Perang Saudara Bersandi 17 Agustus
TNI menggelar operasi besar-besaran menggempur PRRI di Sumatra Barat. Inlah salah satu episode perang saudara antara pusat dan daerah dalam sejarah Indonesia.
Pukul 04.00 pagi, 17 April 1958. KRI Gadjah Mada milik Angkatan Laut RI memulai salvo meriamnya. Hujan peluru dan bom kemudian mendarat di pantai Padang. Serangan itu menandai dimulainya operasi penumpasan Pemerintah Revolusiener Republik Indonesia (PRRI) di Sumatra Barat yang diberi sandi: “17 Agustus”
“Sebagai Kepala Staf Angkatan Darat (KSAD) saya percayakan sepenuhnya kepada Deputi II Kolonel A. Yani mengenai Operasi 17 Agustus,” tutur Abdul Haris Nasution dalam memoar Memenuhi Panggilan Tugas Jilid 4: Masa Pancaroba Kedua.

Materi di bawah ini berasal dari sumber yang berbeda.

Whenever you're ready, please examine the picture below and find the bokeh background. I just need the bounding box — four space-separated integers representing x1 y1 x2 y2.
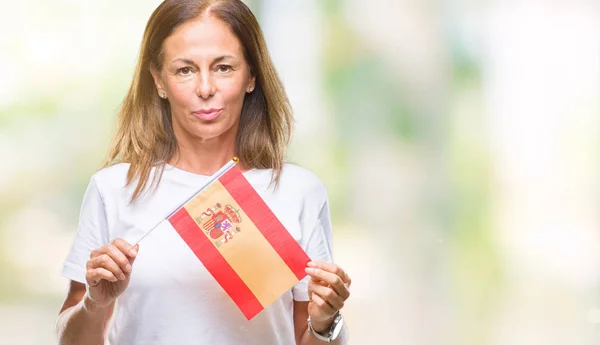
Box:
1 0 599 344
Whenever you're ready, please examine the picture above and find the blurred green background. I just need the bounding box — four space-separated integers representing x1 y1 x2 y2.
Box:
1 0 599 344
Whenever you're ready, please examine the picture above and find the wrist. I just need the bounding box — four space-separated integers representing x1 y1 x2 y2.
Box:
309 312 338 334
82 292 110 315
307 312 345 343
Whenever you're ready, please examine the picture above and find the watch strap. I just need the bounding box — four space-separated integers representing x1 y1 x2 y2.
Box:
307 313 344 343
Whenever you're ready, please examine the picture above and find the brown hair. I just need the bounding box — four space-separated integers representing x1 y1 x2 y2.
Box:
103 0 293 202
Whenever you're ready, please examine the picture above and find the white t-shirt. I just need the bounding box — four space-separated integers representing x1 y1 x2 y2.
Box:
61 162 334 345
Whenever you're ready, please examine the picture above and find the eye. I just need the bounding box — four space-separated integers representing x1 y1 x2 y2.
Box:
177 67 193 75
216 65 232 73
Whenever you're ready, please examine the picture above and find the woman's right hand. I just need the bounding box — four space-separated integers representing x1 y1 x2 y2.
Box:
85 238 139 309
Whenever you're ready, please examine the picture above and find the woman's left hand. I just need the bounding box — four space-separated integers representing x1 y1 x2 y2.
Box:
305 261 351 324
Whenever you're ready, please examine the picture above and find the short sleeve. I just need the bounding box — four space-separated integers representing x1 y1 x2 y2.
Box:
61 177 110 284
292 191 334 301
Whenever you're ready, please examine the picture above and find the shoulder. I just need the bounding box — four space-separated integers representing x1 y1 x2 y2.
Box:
279 163 323 186
89 162 132 194
276 163 328 203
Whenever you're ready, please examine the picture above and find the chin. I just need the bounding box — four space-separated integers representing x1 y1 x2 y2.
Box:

Selain menjabat KSAD, Nasution merangkap sebagai ketua Gabungan Kepala Staf (GKS). Sementara itu, Yani baru saja pulang dari Amerika Serikat (AS) setelah mengikuti pendidikan General Staff College di Fort Leavenworth, Kansas. Yani sendiri yang memberi nama “17 Agustus” untuk operasi militer yang akan dipimpinnya dan disetujui Nasution. Harapannya, PRRI akan tumpas sebelum 17 Agustus sehingga hari kemerdekaan dapat dirayakan dengan euforia kemenangan.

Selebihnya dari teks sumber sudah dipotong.